Hebatnya segala keluasan wawasan dan pengetahuannya tidak membuat Kartini menjadi sosok yang sombong. Kartini adalah sosok yang sangat rendah hati, segala gelar kebangsawanan yang dia sandang justru membuatnya jengah. Kartini merasa dia sama saja dengan umat manusia manapun di bumi, ini bisa terbaca dari ucapannya yang terkenal "Panggil aku Kartini saja" Tanpa embel-embel gelar kebangsawanan. bandingkan dengan orang masa kini yang bukan apa-apa saja ingin dipanggil dengan embel-embel gelar dan predikat tertentu).
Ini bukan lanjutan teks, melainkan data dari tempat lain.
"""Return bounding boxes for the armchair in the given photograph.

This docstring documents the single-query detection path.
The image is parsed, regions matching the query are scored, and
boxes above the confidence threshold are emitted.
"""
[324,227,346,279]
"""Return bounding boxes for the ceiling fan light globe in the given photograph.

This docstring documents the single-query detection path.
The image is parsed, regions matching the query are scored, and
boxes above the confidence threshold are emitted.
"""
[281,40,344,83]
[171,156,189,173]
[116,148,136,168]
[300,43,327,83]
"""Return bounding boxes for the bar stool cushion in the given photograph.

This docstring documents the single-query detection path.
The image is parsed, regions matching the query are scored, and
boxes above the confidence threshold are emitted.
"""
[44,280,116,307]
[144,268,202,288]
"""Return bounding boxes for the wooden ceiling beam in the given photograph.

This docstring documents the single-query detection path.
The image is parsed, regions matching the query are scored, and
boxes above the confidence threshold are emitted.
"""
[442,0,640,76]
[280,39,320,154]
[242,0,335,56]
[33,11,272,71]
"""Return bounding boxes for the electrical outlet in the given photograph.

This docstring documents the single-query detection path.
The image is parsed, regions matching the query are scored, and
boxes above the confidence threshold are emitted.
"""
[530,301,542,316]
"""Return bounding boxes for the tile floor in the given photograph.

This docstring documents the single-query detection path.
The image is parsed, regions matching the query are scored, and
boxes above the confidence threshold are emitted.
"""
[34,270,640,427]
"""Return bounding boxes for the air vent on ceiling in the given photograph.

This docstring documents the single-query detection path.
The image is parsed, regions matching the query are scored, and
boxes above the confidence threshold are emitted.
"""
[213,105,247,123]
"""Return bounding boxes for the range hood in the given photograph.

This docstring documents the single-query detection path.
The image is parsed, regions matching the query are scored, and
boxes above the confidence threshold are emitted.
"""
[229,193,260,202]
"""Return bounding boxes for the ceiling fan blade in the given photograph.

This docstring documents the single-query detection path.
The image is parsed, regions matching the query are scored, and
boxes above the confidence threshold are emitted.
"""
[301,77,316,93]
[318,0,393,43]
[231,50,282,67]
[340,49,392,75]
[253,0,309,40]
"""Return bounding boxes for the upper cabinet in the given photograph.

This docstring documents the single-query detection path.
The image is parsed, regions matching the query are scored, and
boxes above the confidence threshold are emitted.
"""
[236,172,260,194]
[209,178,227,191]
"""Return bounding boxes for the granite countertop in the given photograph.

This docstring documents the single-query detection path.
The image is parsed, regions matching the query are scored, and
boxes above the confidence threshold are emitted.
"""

Kartini saat itu tahu kalau selain dia, ada perempuan di tempat lain di Hindia Belanda yang juga berjuang untuk emansipasi. Salah seorang yang dikagumi kartini adalah putri seorang bupati di Priangan yang sebaya dengannya bernama Dewi Sartika.
Melihat bagaimana rendah hatinya Kartini, kalaulah dia masih hidup di zaman sekarang. Sangat mungkin dia sendiri malu diberi label pelopor, karena dia sadar betul ada teman sebaya seperjuangan di Hindia Belanda.
Kalau kita amati dari surat-suratnya. Ide-ide pembebasan Kartini itu bukan hanya soal perempuan, tapi mencakup dalam banyak aspek kehidupan. Dibanding istilah feminis, Kartini sebenarnya lebih tepat disebut sebagai seorang Humanis. Sebab jelas sekali ide pembebasan Kartini bersifat Universal. cita-cita Kartini yang sesungguhnya adalah kemanusiaan yang tidak dibatasi gender, agama, maupun kebangsaan.
Itulah yang menjadi alasan mengapa Kartini menjadi sosok yang begitu dikagumi pada masa pergerakan kemerdekaan, sampai-sampai seorang WR Supratman pun tergugah mengarang lagu untuknya, setelah mengikuti Kongres Perempoen 1928.
Jadi, silahkan saja kita mengagumi seorang pahlawan perempuan bernama Cut Nyak Dhien, tapi bukan berarti kita lalu berhak untuk merendahkan Kartini.